Marie Curie: diez veces la primera
Inteligencia, rigor, voluntad,
imaginación, pasión… fueron algunas de las cualidades de Marie Curie, la
primera mujer en ganar el Premio Nobel. Pero hubo más cosas en las que fue
pionera. Las enumeramos a continuación:
1. La primera de su clase cuando
terminó a los 15 años los estudios de bachillerato (1883). Le otorgaron una
medalla de oro.
2. La primera mujer graduada en
Física en la Universidad
de la Sorbona. Aquel
año (1893) solamente dos mujeres se graduaron en toda la Universidad de París.
Marie fue, también, la primera de la clase.
3. La primera persona en
utilizar el término radiactividad (1898).
4. La primera mujer en Europa
que recibió el doctorado en Ciencias (1903).

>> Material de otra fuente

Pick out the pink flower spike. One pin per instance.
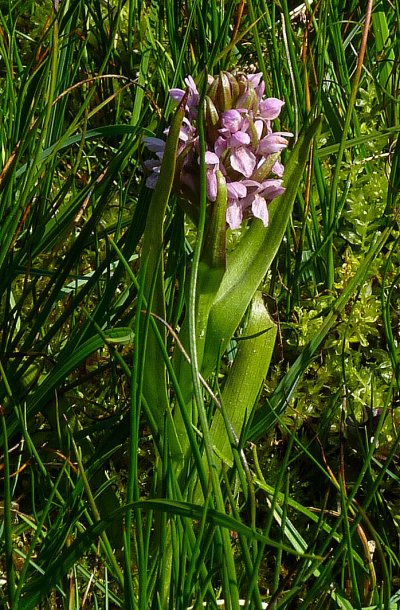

5. La primera mujer en recibir
un Premio Nobel de Física (1903). El galardón le fue otorgado, conjuntamente
con su esposo Pierre y con Henri Becquerel, por el descubrimiento de la
radiactividad.
6. La primera mujer que fue
profesora y jefe de laboratorio en la Universidad de la Sorbona (1906).
7. La primera persona en tener
dos Premios Nobel. El segundo sería de Química, en 1911, por haber preparado el
radio e investigado sus compuestos.
8. La primera mujer que fue
miembro de la
Academia Francesa de Medicina (1922).
9. La primera madre Nobel con
una hija Nobel. En 1935 su hija Irene obtuvo el galardón en Química.
10. La primera mujer en ser
enterrada bajo la cúpula del Panteón por méritos propios (1995).